Dinosaur's Dr Marsh and Dr Grant Seeker Reversed

And after Labor Day, we’ll need to digitally add some color to that lab coat.

On-Screen Animal Deaths

The preshow for the Kilimanjaro Safari plays on overhead monitors in the queue as we wait to board our truck. Here Warden Wilson Matua sets the stage for some good old-fashioned Disney fun by highlighting the evils of animal poaching.

It’s Offensive Because…

During one portion of the video, we are treated to the soulless eyes of a dead rhinoceros, a rotting elephant carcass, and the skinned hide of a cheetah. I once saw a child break down in tears when her mom pointed out the cute rhinos, and the kid looked up just in time to hear the gunshot and witness the poor animal lying dead in the dirt.

Warden Wilson Matua in the Kilimanjaro Safari

You’re a cruel, cruel man Warden Matua

How to Fix It

The same way we fix all the other horrors.

By pretending they don’t exist.

Give your kid some beef jerky and some dinosaur chicken nuggets and tell them that animals never die. The silly warden is only pretending.

Ostrich with its head in the sand

And maybe the pre-show could include a nature shot of an ostrich with its head in the sand.

Steve’s Job

This is Steve.

Stressed out at Monsters Inc. Laugh Floor

Steve works for Walt Disney World. It is Steve’s job to personally monitor every text sent to the Monsters Inc. Laugh Floor hotline. Steve then applies his skills as a former stand-up comic to select the best jokes and feed them to the Monster hosts during the next showing.

It’s Offensive Because…

Steve is suffering a mental breakdown.

How many chickens have crossed the road in Steve’s world? A billion chickens. It is a never-ending chicken nightmare.

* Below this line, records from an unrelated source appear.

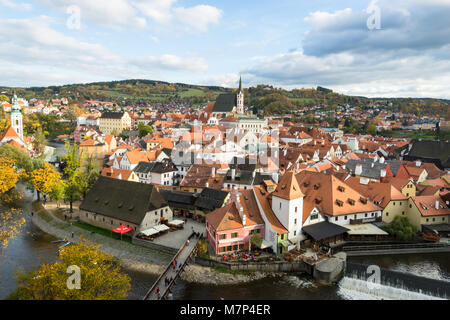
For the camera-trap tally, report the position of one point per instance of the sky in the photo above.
(372, 48)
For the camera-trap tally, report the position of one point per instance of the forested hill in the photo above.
(263, 97)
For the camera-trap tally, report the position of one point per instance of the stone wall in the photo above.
(154, 246)
(275, 266)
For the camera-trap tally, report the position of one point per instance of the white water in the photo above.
(298, 282)
(356, 289)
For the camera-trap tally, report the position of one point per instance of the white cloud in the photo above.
(111, 13)
(408, 56)
(123, 13)
(35, 44)
(16, 5)
(229, 80)
(172, 63)
(198, 17)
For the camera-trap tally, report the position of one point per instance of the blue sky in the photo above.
(285, 43)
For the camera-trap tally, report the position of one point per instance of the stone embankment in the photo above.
(133, 257)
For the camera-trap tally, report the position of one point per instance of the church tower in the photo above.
(240, 99)
(16, 117)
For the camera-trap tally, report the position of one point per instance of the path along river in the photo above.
(32, 247)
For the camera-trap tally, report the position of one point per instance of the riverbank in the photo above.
(135, 258)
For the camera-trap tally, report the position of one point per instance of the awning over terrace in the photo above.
(161, 227)
(150, 232)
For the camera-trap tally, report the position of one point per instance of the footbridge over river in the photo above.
(181, 258)
(394, 284)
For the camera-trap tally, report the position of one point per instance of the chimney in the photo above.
(275, 177)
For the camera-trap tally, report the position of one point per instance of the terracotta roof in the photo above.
(331, 195)
(288, 187)
(9, 133)
(427, 206)
(380, 192)
(16, 144)
(250, 207)
(135, 156)
(263, 198)
(115, 173)
(225, 218)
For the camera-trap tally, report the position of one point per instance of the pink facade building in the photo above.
(231, 227)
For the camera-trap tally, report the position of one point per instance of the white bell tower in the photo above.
(240, 99)
(16, 118)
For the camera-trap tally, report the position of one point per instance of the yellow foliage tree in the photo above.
(10, 224)
(10, 220)
(45, 179)
(100, 277)
(4, 124)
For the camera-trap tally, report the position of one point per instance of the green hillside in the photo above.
(264, 98)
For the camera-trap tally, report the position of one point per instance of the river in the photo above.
(33, 247)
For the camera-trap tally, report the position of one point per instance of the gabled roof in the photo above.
(124, 200)
(225, 218)
(112, 115)
(9, 133)
(143, 167)
(288, 187)
(427, 206)
(263, 198)
(331, 196)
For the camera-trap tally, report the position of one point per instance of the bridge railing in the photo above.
(167, 268)
(394, 246)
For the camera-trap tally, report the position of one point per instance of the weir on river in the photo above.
(394, 284)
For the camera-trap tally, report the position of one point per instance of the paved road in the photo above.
(181, 259)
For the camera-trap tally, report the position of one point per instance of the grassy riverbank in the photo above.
(134, 257)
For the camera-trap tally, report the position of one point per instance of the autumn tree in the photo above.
(89, 174)
(45, 179)
(4, 98)
(10, 218)
(72, 172)
(101, 277)
(40, 141)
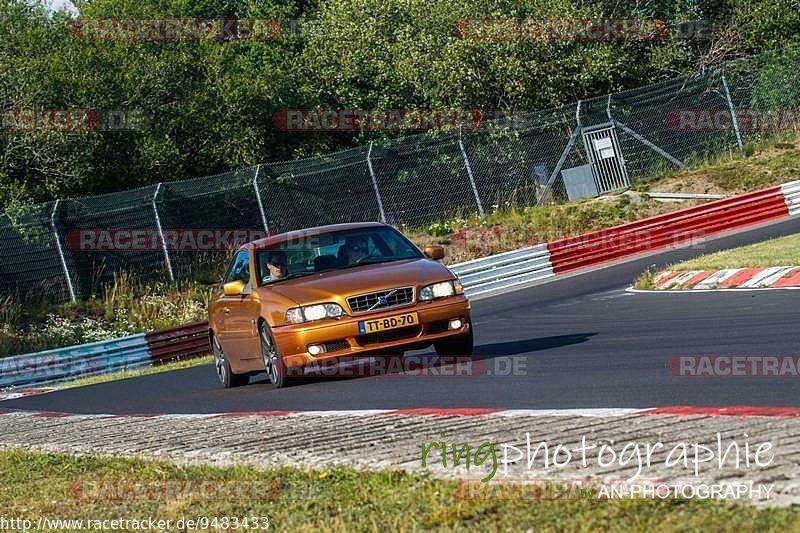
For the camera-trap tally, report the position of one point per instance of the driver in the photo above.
(276, 264)
(355, 250)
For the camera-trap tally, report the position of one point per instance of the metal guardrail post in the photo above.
(375, 183)
(469, 173)
(61, 252)
(733, 113)
(258, 199)
(161, 234)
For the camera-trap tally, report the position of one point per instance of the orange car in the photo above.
(297, 299)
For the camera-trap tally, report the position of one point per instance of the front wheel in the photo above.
(460, 345)
(224, 373)
(273, 363)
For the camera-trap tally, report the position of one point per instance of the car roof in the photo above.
(298, 234)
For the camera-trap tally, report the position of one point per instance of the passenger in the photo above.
(276, 264)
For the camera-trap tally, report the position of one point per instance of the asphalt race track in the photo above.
(579, 342)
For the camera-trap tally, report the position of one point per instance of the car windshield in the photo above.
(332, 251)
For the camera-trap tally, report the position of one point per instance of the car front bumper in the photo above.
(343, 336)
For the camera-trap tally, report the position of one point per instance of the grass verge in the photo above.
(340, 499)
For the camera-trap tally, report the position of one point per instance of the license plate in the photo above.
(390, 322)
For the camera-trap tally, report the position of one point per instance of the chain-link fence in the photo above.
(68, 248)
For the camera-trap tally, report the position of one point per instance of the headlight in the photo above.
(440, 290)
(298, 315)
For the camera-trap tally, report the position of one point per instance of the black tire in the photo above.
(277, 373)
(224, 373)
(454, 346)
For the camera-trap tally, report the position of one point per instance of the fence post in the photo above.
(161, 234)
(258, 198)
(548, 190)
(375, 183)
(469, 173)
(733, 113)
(61, 252)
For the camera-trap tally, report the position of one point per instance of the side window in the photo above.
(240, 270)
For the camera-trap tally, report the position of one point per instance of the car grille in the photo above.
(372, 301)
(388, 336)
(336, 346)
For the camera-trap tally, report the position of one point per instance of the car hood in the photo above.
(336, 285)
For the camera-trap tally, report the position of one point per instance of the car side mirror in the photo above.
(434, 251)
(233, 288)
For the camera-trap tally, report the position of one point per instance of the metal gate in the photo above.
(603, 151)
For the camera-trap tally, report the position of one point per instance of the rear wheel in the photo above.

Do you know why Seven-Eight-Nine? Steve does. Steve thinks about eating a lot of things these days. Like the business end of a 12-gauge shotgun.

Given any cross-section of humanity, Steve can tell you how many of them it takes to screw in a lightbulb. For instance, it takes zero Laugh Floor Cast Members to screw in a lightbulb. Because in Steve’s world, there is only darkness.

How to Fix It

The same way they solved it in Aliens.

Corporal Hicks saying "Nuke the site from orbit. It's the only way to be sure."

Nuke the site from orbit. It’s the only way to be sure.

 

Comments (7)

  1. I just found your site today and am ROLLING with laughter. Absolutely hilarious writing. Thanks for taking the same ole boring stuff and making it both hilarious and palatable. Love.

    • Thanks! I love getting comments like this. We’ve got a few years worth of stuff. Give it a look, and hopefully you’ll find even more to love!

  2. The best pre-show wtf moment was for the old Monster Sound Show, when David Letterman said that if we didn’t follow the rules, “security guards in mouse suits will come out and beat you senseless.”

  3. You two are on a roll lately. Got a good laugh out of this one.

    • Glad someone has noticed! We’ve been trying to do a better job of posting more frequently.